A while back my husband mentioned a TED talk that he thought might capture my interest. He was correct. One of the many pearls of wisdom that reading Joseph Hubertus Pilates: The Biography left me with was the description of the atmosphere of the Pilates’s studio. It was apparently a serious place with a singular focus: exercising the body. I believe that it was Joe and Clara’s passionate enthusiasm for their work that created this environment of intense and singular focus. As I was considering this idea, I thought about Jay Grimes’s stories of trembling his way out of a lesson with Joe and / or Clara, and of my similar experience in working with Romana. While I believe that much of our common experience can be attributed to the people involved, my recent read has me thinking that the environment is due some credit as well. And so it seems that I’ve stumbled upon yet another reason to hold my tongue in my Pilates studio: we can each put our best effort toward creating an environment infused with focus and passion in which to practice Pilates by refraining from speaking anything but the most essential information pertaining to the work at hand. I’m pretty sure that we’ll make some interesting discoveries in doing so. And I admit that it will be a big challenge for me, a person blessed with the gift of the gab.

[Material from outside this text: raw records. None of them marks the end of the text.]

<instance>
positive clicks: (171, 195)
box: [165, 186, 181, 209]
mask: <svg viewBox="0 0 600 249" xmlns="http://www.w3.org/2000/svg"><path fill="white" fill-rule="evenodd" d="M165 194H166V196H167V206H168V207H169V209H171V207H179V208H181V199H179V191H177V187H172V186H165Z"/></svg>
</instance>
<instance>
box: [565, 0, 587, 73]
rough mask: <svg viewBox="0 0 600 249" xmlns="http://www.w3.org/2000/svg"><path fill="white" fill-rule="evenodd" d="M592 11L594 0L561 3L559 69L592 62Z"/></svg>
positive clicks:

There are some other aspects of Scher’s talk that I think bear mentioning. Starting with some thoughts on the joy of work for work’s sake. Back in my twenties, I had a brief stint of sewing for money. I quickly discovered that I would never be adequately compensated for my efforts. Sewing for me is a pleasure and I must preserve that aspect of my hobby by keeping money out of the equation. (Back then I managed this by naming a price and not worrying about how that related to how much time I spent on any given project.) There is something to be said for engaging in a creative endeavor for the pure joy that the work brings us. For those of us that do something creative for money, I believe that it is all the more important to have some other creative outlet for its own sake.
Lastly, rolling around in my head is the notion that consistently cultivating serious engagement is something of a fountain of youth. There is a particular benefit to ignorance and I believe that Scher has done a fine job of identifying it. With a practice such as Pilates that only deepens with time and therefore requires years of investment to experience all the potential returns, I believe that her insight bears frequent consideration. I’ve noticed that with Pilates and with teaching Pilates, remaining curious leaves me open to new possibilities. The more sure I am of what I know, the less likely I am to be curious. And so it would seem that cultivating a lifelong sense of being a student is a good strategy for remaining serious in what I do. The alternative, being all-knowing and having no sense of my own ignorance, is nearly impossible anyway. So I’ve got that going for me.
Today I say thanks to Paula Scher for the reminder: there’s a good case to be made for being serious.